Founder and CEO Jonathan Davis spoke openly about his early days as an entrepreneur, trying to make his way in the challenging healthcare IT industry. He participated in a fireside chat with Rewind founder and CEO Mike Potter, who, by the way, is still growing out his hair after having dyed it yellow (ripe mango yellow, to be exact). The bold-hued hair was part of a fundraiser for the Ottawa Food Bank. It raised $12,000. His co-founder and CTO, James Ciesielski, opted to dye his beard the other company colour: electric purple.
Davis said the accelerator program has been “a game-changer” for Trualta. “It really has made a huge difference in our business and in my entrepreneurial journey.”
Growing the business hasn’t been easy, said Davis of all the “windshield time” spent driving around in his car and “pounding the pavement” to meet potential clients, many of whom are south of the border.
The entrepreneur initially bootstrapped his startup and then raised some funding. He now has a team of 37 – although he did have to pause to remember the most up-to-date number. Quipped Potter: “You know the company is growing when the CEO doesn’t know how many employees there are.”
Davis also touched on the research that was done at the University of Florida into the effects of Trualta’s program on caregivers of loved ones with Alzheimer’s or dementia. The results were “very, very compelling,” he said of findings of improved outcomes, feelings of lower stress experienced by the caregivers, and of them being able to keep their loved ones living at home for longer.
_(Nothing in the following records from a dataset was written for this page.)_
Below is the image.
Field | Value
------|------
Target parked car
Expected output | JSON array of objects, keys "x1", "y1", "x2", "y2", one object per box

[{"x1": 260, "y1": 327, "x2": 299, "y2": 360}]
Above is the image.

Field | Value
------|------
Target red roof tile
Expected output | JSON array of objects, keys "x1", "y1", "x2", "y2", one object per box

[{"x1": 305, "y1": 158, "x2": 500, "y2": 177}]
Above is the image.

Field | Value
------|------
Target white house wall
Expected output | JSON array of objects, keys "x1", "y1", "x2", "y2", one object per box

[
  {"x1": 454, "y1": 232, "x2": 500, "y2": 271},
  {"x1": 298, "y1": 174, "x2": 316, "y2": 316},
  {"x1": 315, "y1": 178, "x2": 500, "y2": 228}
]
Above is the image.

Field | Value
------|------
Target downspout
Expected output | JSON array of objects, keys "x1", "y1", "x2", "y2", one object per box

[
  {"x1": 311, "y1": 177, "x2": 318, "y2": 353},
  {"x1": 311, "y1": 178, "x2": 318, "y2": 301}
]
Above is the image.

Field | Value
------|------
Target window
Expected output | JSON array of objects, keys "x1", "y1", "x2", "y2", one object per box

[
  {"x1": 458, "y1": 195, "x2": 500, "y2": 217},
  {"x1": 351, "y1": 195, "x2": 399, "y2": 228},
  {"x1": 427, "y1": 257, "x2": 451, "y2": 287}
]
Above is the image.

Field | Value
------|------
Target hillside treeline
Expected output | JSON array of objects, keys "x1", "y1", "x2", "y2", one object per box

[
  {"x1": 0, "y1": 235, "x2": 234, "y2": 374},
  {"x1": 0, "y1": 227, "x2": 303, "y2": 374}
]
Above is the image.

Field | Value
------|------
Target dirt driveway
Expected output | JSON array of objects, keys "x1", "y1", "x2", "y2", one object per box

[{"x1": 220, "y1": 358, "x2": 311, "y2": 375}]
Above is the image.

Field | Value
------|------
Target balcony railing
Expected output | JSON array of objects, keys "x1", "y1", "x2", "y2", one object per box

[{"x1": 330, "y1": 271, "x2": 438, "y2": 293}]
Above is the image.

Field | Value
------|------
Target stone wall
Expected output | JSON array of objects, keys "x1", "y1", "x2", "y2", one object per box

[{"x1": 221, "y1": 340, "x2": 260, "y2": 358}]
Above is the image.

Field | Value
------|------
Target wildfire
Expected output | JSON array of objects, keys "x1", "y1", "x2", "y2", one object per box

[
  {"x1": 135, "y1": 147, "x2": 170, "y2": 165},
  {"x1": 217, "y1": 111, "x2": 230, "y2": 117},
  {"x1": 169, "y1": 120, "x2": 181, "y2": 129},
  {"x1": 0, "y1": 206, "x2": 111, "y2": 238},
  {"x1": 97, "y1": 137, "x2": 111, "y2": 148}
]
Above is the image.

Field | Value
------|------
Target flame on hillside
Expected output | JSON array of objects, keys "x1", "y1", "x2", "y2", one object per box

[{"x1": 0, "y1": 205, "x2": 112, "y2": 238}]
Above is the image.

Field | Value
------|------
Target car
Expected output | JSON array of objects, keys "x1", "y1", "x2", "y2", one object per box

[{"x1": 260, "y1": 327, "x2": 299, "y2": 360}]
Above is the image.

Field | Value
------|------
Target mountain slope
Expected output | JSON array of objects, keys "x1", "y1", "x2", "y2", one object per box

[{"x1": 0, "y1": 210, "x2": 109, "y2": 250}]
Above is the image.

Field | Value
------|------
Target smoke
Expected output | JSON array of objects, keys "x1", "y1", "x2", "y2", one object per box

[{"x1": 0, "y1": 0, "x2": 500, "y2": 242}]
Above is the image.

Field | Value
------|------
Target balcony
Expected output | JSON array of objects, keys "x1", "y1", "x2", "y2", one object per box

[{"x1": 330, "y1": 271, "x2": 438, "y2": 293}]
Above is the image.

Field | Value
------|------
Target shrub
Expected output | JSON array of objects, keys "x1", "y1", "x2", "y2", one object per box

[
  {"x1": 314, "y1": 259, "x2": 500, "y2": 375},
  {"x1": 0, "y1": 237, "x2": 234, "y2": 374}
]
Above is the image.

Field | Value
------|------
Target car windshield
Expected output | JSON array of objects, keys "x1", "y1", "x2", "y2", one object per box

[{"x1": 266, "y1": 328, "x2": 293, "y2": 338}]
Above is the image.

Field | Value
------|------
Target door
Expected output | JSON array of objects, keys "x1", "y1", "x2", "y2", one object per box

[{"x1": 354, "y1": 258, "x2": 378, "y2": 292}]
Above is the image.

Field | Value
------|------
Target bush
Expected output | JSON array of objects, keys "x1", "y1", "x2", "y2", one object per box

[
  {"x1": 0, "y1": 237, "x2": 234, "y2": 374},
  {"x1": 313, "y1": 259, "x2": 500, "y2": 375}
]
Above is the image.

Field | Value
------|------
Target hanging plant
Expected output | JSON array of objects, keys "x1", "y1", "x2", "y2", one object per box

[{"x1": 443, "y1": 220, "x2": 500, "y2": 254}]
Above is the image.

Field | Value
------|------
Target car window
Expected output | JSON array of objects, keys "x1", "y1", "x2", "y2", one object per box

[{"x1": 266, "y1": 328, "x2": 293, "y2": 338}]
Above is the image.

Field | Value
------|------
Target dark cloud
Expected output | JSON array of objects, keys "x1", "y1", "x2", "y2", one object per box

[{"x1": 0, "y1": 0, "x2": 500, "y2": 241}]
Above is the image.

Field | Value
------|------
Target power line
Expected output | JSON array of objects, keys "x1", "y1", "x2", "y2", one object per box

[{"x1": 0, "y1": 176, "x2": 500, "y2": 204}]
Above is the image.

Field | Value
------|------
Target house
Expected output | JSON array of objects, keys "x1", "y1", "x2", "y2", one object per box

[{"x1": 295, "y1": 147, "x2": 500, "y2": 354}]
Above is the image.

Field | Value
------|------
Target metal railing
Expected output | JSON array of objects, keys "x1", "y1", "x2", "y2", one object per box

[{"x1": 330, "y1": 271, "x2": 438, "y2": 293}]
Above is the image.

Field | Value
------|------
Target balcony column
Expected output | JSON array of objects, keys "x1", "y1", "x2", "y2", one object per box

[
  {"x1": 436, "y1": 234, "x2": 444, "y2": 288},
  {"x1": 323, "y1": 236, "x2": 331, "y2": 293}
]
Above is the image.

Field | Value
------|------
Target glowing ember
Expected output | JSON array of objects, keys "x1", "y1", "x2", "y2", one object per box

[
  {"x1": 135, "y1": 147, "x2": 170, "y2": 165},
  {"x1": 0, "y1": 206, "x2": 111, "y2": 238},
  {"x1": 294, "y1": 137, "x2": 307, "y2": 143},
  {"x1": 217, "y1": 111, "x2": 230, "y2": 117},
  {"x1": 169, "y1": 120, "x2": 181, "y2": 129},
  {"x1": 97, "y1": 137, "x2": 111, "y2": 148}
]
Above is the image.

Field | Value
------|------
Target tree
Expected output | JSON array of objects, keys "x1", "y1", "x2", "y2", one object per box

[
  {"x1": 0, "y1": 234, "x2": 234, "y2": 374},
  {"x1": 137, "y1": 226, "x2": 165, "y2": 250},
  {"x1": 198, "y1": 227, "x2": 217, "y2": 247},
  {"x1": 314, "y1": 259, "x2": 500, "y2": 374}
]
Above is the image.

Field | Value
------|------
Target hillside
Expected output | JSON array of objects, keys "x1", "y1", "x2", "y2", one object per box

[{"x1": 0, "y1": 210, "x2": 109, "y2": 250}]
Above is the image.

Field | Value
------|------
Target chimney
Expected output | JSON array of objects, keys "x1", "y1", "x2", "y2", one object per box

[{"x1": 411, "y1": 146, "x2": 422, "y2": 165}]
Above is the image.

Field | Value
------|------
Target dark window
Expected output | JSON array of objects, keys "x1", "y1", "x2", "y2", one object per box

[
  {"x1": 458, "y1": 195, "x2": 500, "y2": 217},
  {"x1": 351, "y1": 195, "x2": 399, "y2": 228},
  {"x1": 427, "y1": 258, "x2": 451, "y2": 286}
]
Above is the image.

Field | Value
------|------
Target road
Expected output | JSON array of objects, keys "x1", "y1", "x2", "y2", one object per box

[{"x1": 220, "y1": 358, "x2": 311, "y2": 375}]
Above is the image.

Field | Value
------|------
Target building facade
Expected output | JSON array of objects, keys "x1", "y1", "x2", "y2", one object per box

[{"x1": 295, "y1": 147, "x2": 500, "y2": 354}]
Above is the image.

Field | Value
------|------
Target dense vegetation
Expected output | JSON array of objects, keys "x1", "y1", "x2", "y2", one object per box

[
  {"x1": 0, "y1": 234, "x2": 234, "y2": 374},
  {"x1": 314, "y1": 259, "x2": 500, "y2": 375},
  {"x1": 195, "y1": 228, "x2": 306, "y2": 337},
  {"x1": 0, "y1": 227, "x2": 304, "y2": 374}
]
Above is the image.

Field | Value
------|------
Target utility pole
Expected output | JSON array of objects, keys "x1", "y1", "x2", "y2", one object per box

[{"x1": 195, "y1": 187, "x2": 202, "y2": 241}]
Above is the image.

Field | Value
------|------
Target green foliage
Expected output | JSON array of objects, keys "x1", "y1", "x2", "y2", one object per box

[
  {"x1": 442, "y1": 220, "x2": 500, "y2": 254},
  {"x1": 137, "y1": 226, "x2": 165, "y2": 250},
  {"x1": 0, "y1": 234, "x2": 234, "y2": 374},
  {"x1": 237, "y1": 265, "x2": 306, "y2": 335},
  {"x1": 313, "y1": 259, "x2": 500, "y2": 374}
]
On the topic of company values, he expressed his gratitude for recruiting the right people. “I think one thing we’re lucky about is that, because we are a pretty mission-driven organization, so many of the people on our team recognize that it’s a privilege to be able to help families who are in their toughest moments caring for people.”
The celebration was held in the Bayview Yard’s main event space, the RBC Foundry. It features new mural artwork that’s meant to promote Ottawa in an inclusive environment. The art competition, held last fall by RBC and Invest Ottawa, was won by Akseniia Karpachova, a new immigrant from Ukraine. She sent most of her winnings back home, to support the war against Russia, while using the rest to support her son’s education in the region and to help him pursue his dream of playing in the NHL, the room heard.
“We couldn’t be more proud of the work,” said Michael Tremblay, president and CEO of Invest Ottawa.
Invest Ottawa also announced that night the new name of its co-working space, Studio7.